Andy Warhol telah memperjuangkan konsep Pop Art mulai dari tahun 1960. Dengan konsep dan gayanya, ia mendobrak konsep konservatif sebelumnya yang mana menikmati karya seni adalah milik orang elit dan dikemas eksklusif.
Ia sengaja memperbanyak hasil karya seninya agar semua orang bisa menikmati. Ini adalah tonggak sejarah kemerdekaan interpretasi terhadap karya seni yang awalnya dimulai oleh seni rupa lalu menjalar ke musik.
Balik lagi soal musik, menurut saya baiknya tidak ada dikotomi estetika dan peng-kotak-an genre. Sejarah mencatat, pada zaman romantik di Jerman muncul aliran Sturm und Drang yang mana isinya membicarakan soal percintaan itu begitu populer dan menjadi tolak ukur perkembangan musik pop sampai sekarang.
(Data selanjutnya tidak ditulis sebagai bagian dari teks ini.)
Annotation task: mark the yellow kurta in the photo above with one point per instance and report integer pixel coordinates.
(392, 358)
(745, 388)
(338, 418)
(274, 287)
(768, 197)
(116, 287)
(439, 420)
Namun jangan lupa, di abad 19 di Indonesia sudah ada Tembang Macapat milik Ronggowarsito yaitu Serat Kalatidha menjadi tonggak munculnya musik protes, yang mana gaya ini sering dipakai di musik indie. Ini menarik, karena semua ada sisi historis dan keindahannya sendiri-sendiri.
Tidak ada yang lebih spesial atau diistimewakan antara musik satu dengan lainnya. Tidak ada musik bagus dan tidak bagus. Semua hanya menyangkut soal selera dan kemampuan interpretasi masing-masing.Â
Musik pop adalah keniscayaan untuk saya yang sudah paham keterbatasannya. Musik pop akan selalu ada menemani hari-hari sibuk kita. Dia akan hadir dengan segala kekliseannya yang akan mengimbangi hidup kita yang sudah berat.
Letupan-letupan ringannya akan membawa kita sejenak melupakan persoalan hidup yang terlampau kompleks. Kita tidak usah repot-repot menerka apa maksudnya. Yang patah hati mari menangis bersama, resapi lirik itu. Dan yang jatuh cinta saya ucapkan selamat untuk anda, karena musik pop ini bisa menjadi kode ke pasangan ketika kata-kata sudah tak mampu lagi terucap.